Some things to take away from this chart:

  1. If you award five points for first place, three points for second place, and one point for third place, you get: Boston 57, Syracuse/Philadelphia 76ers 26, Philadelphia/San Francisco Warriors 11, New York and St. Louis 7, Los Angeles 5, and Cincinnati 4. Yes, you are reading that right: Boston garnered just under half of all the available award points by themselves.
  2. In the seasons Russell and Chamberlain played together (1960-69), Boston garnered 48 points, Wilt’s teams (Philadelphia/San Francisco Warriors 1960-64, Philadelphia 76ers 1965-68, Los Angeles Lakers 1969) got 15.
  3. Boston’s SRS in the Russell era fell below 5.0 only four times. By contrast, every other team listed here exceeded 5.0 only three times, with the 1968 Lakers earning an SRS of exactly 5.0.

That was the NBA in the old days, with many fewer teams. What has the last thirteen seasons looked like?


Applying the same award points system from above: San Antonio 33, Los Angeles Lakers 13, Sacramento 12, Dallas 10, Boston and Cleveland 8, Portland 6, Miami and Orlando 5, Phoenix and Utah 4, Chicago, Detroit and Minnesota 3.

Boston captured 57 rating points from 1957-69 based on SRS. From 1999-2011, the Los Angeles Lakers, Sacramento Kings, and San Antonio Spurs won 58 rating points on the same basis. These three (really two) teams were 9-2 in the NBA Finals; Boston was 11-1 during the Russell era. I don’t see how Boston did this without an enormous advantage in overall talent, relative to their competition.
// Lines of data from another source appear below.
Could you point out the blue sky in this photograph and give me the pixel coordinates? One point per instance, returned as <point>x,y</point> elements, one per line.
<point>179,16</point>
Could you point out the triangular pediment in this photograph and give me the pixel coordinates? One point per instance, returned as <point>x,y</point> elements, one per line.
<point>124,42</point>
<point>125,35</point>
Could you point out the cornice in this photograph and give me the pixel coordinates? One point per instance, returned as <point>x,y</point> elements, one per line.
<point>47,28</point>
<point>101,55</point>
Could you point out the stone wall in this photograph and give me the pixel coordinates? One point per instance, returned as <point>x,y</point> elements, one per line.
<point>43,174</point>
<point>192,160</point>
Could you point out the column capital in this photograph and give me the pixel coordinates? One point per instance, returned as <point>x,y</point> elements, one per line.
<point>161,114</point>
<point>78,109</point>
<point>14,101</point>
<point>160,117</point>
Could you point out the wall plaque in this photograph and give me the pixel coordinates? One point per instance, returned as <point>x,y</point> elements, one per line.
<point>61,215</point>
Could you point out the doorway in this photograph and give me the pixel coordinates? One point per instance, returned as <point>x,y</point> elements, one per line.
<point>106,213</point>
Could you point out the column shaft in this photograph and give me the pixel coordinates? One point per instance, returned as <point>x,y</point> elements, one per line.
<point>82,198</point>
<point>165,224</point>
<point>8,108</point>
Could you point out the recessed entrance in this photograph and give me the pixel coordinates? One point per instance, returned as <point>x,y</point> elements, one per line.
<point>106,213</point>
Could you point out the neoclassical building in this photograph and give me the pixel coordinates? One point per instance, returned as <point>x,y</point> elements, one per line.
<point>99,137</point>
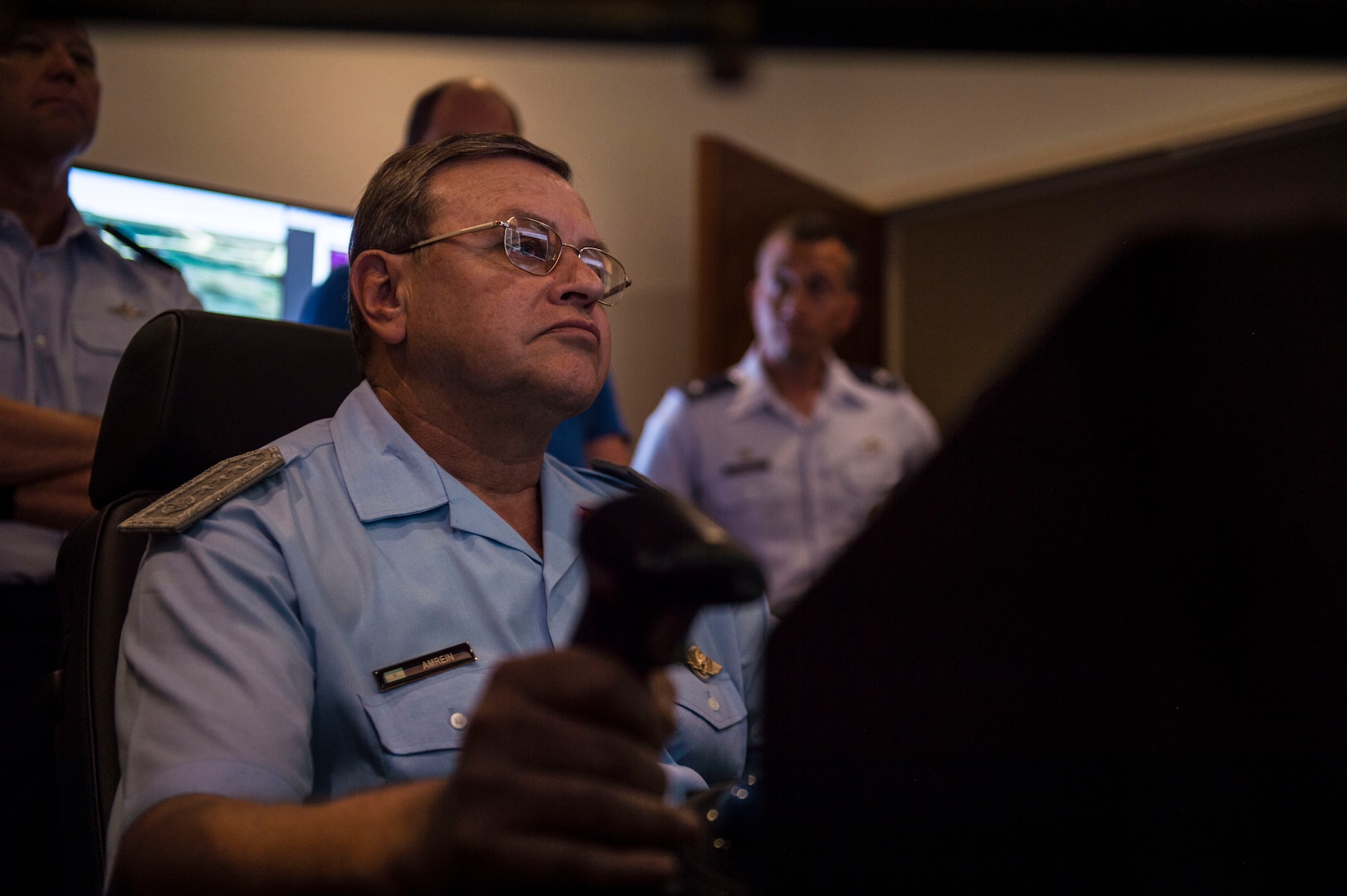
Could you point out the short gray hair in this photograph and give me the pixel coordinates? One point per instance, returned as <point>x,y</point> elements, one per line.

Consider: from 1999 to 2011 no #1 team enjoyed a greater gap than +2.0 in SRS points. From 1957-66 Boston was #1 in the SRS and in those ten seasons, the #2 got within +2.0 only twice. How does it not follow that Boston’s talent was head and shoulders above everyone else nearly every season?

Before I leave SRS:
  • In 1968, Wilt’s Philadelphia’s 76ers earned an SRS of 8.0, which was double the SRS of the Celtics. It was the one and only time Wilt’s team enjoyed a clear advantage in talent. By contrast, the Celtics enjoyed a +4 (or greater) SRS margin over Wilt’s teams five times.
  • In 1966, the Celtics’ SRS was 4.3, the 76ers’ SRS was 4.2. Dead heat.
  • In 1967, the 76ers’ monster season of 68-13, the Celtics did pretty well to get 60-21. The SRS ratings were even closer: Philadelphia 8.5, Boston 7.2 – this was the third-closest SRS gap from #1 to #2 in the 1960’s.
  • The 1969 Lakers didn’t make the SRS top three in an unusually crowded top of the standings, but their SRS was 3.8 – only 1.6 SRS points behind Boston.

To sum up: on five occasions, Boston had clearly superior talent to Wilt’s teams. In 1964 and 1969 Boston was superior, but not decisively. In 1966, the talent was level. In 1967, Wilt’s 76ers were superior but not decisively, to the Celtics. In 1968, Philadelphia was clearly superior to Boston.

So that’s +7=1-2, in Russell’s favor. Pushing that grade in Wilt’s direction makes it +5=4-1, still in Russell’s favor.